Seventy-two prospective students came on Friday to attend classes and shadow their student sponsors, meet with Penn State alumni in their fields, and speak to faculty and staff. Friday night, the residents of Irvin Hall, the Special Living Option for EMS, sponsor an evening of ice-breaking activities and help prospective students learn more about college life. While students socialize with their peers, parents and their families are treated to a dinner at the Atherton Hotel where they can ask questions of the deans, faculty, staff, alumni, and EMS students.

Andrew Paul (junior, Materials Science Engineering) had a student shadow him. He ended up not going to sleep until 2 a.m., yet despite having little rest, he arrived early Saturday morning to help with EMEX. More than 375 people came for the day-long events, and Paul was a guide for one of the most popular features of this year's EMEX:  a tour of the new Millennium Science Complex.

He gave a demonstration of the Molecular Beam Epitaxy machine and explained his participation in research on micromagnetic simulations. Afterwards, Sampath Kethavarapu (junior, Materials Science Engineering) led the group to the Materials Characterization Lab.
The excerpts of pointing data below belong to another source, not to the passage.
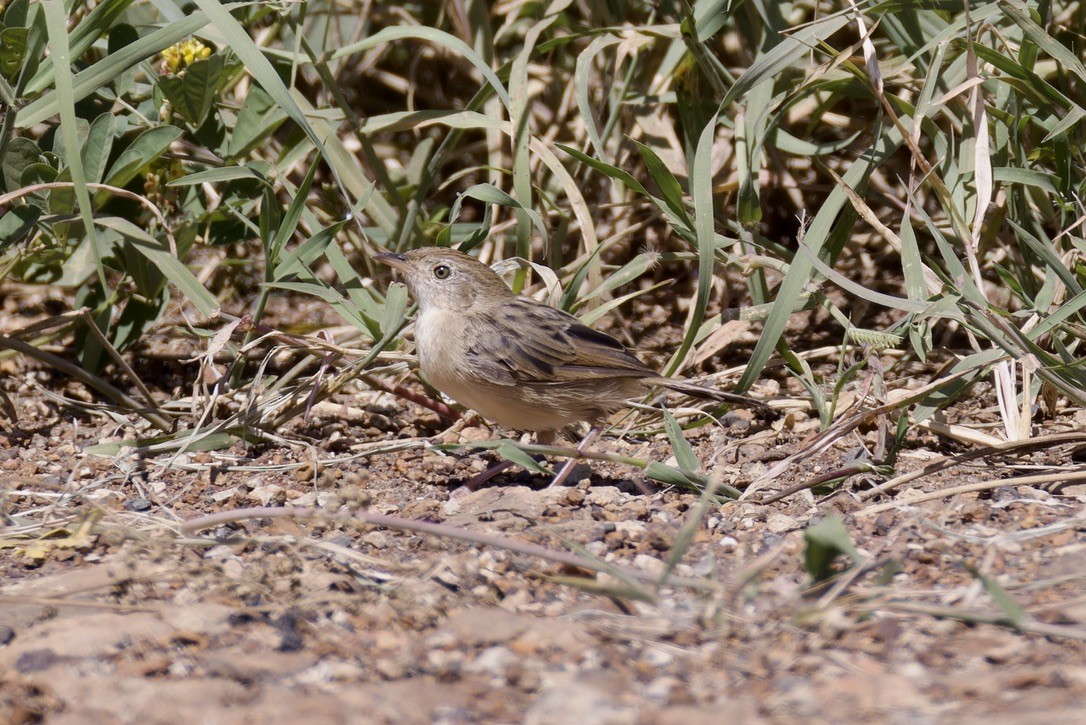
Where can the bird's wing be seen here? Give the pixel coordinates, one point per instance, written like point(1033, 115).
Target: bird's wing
point(553, 347)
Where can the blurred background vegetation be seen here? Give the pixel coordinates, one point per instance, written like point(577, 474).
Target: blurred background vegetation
point(897, 182)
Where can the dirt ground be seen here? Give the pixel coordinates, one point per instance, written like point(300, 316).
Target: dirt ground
point(965, 608)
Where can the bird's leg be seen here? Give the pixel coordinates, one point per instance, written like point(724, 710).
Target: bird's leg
point(568, 467)
point(488, 474)
point(497, 468)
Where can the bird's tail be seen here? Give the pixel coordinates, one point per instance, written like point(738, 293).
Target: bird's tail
point(687, 388)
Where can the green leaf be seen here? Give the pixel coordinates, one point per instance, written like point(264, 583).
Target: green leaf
point(256, 121)
point(217, 175)
point(684, 454)
point(193, 93)
point(96, 149)
point(826, 541)
point(509, 450)
point(12, 51)
point(17, 223)
point(666, 182)
point(148, 145)
point(19, 156)
point(160, 255)
point(109, 68)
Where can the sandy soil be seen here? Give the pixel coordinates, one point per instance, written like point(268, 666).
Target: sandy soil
point(969, 607)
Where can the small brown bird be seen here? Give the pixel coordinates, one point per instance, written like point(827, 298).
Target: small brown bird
point(517, 361)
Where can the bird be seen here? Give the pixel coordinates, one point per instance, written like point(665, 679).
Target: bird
point(517, 361)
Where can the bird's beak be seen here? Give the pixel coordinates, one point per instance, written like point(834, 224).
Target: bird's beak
point(394, 261)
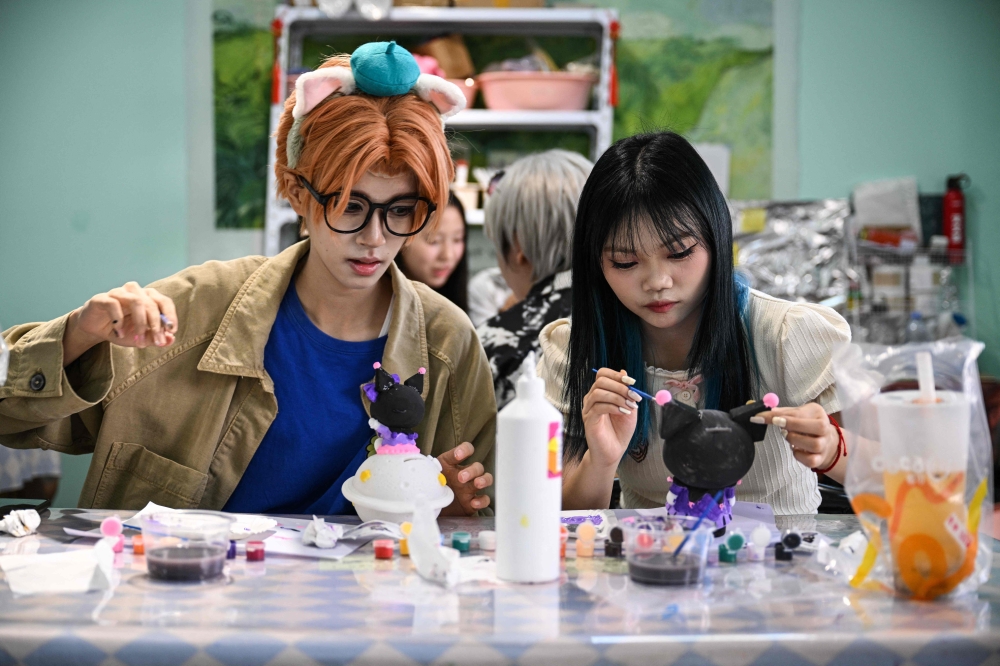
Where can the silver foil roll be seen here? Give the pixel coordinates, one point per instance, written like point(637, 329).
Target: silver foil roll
point(799, 251)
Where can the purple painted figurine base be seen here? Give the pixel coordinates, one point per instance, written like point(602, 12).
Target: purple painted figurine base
point(679, 504)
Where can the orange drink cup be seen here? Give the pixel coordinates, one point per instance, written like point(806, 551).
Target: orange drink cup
point(925, 452)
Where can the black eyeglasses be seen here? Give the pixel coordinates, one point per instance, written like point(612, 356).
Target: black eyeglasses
point(403, 216)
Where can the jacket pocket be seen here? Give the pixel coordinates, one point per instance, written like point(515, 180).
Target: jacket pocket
point(135, 476)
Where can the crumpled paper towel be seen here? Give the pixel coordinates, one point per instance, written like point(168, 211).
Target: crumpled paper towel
point(21, 522)
point(78, 570)
point(318, 533)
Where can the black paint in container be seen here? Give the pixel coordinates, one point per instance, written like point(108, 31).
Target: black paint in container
point(665, 569)
point(185, 563)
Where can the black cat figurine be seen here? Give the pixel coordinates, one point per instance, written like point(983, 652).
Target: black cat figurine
point(396, 407)
point(708, 452)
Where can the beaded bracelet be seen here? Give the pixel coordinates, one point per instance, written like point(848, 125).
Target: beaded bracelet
point(841, 448)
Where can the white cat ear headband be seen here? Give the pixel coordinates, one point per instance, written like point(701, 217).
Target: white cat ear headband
point(382, 69)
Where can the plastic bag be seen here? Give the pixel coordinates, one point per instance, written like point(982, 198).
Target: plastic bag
point(4, 359)
point(919, 472)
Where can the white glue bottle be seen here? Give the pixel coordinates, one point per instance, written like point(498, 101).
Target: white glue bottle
point(528, 483)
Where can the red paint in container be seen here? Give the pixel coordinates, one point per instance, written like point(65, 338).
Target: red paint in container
point(384, 549)
point(255, 551)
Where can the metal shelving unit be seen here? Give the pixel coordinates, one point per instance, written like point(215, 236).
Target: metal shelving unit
point(294, 24)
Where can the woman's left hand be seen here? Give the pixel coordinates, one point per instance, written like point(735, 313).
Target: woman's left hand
point(807, 429)
point(466, 481)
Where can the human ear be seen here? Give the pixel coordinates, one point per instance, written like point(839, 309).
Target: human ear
point(298, 196)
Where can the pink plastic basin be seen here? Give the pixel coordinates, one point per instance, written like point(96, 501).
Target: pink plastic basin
point(536, 91)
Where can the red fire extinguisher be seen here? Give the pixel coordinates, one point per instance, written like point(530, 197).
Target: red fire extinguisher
point(954, 217)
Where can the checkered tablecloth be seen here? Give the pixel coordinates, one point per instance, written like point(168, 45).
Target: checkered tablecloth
point(363, 611)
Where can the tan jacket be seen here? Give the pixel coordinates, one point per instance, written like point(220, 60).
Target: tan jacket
point(179, 425)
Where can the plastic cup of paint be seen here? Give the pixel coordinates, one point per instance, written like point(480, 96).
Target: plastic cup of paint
point(487, 540)
point(384, 548)
point(186, 546)
point(651, 549)
point(461, 541)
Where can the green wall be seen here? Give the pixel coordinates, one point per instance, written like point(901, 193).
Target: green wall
point(908, 87)
point(92, 156)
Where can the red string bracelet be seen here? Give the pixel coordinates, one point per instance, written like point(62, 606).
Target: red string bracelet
point(841, 448)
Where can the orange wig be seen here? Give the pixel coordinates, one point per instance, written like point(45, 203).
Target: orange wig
point(346, 136)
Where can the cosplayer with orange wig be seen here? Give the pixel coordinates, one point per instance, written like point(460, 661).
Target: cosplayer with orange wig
point(238, 385)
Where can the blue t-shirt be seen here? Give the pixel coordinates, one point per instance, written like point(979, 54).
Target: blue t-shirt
point(320, 436)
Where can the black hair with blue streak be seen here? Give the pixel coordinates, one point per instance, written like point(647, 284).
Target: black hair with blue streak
point(654, 179)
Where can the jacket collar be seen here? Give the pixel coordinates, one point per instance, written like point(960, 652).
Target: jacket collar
point(238, 345)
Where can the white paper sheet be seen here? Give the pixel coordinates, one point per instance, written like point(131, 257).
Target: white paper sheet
point(289, 542)
point(72, 571)
point(246, 525)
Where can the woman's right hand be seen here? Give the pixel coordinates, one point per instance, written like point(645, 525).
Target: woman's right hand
point(610, 410)
point(128, 316)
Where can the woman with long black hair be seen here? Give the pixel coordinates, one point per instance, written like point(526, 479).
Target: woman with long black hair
point(438, 258)
point(657, 305)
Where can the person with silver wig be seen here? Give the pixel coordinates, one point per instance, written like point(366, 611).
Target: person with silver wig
point(530, 218)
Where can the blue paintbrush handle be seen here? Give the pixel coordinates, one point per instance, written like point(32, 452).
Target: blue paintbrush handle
point(632, 388)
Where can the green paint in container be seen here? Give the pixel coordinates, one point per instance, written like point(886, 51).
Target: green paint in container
point(461, 541)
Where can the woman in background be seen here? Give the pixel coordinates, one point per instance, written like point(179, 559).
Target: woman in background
point(530, 218)
point(437, 257)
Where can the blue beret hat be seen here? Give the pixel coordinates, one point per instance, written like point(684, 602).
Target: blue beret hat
point(384, 69)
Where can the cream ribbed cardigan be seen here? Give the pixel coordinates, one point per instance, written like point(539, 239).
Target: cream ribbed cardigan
point(793, 343)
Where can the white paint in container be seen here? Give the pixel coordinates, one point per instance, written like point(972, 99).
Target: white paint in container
point(528, 483)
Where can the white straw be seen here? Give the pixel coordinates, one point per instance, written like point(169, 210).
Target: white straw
point(925, 375)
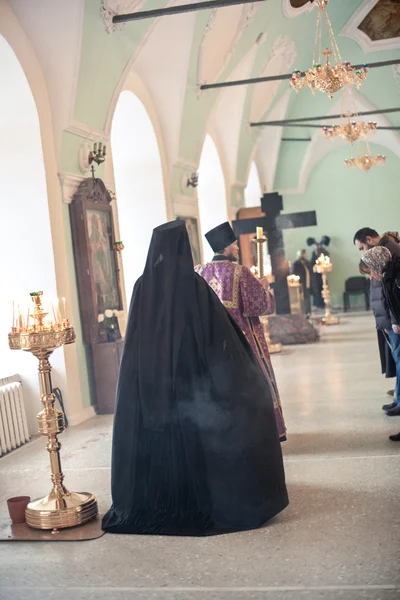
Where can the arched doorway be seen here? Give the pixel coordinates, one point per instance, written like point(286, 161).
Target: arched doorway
point(211, 192)
point(26, 247)
point(138, 181)
point(252, 193)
He pointed out the methods that provide low acoustic and electromagnetic noise to create an optimal environment for imagery analysis techniques such as Scanning Electron Microscopy.
 
Throughout the day attendees had the opportunity to pick and choose among a variety of activities according to their interests and get more information on all five departments: Earth and Mineral Engineering, Geography, Geosciences, Materials Science Engineering, and Meteorology.

Kyle Spataro, a senior in high school, flew to State College, Pennsylvania from Braintree, Massachusetts to find out more about the Petroleum Natural Gas Engineering curriculum and to learn more about Penn State.

 "There's a whole lot more here than I realized!" he said at the end of the day.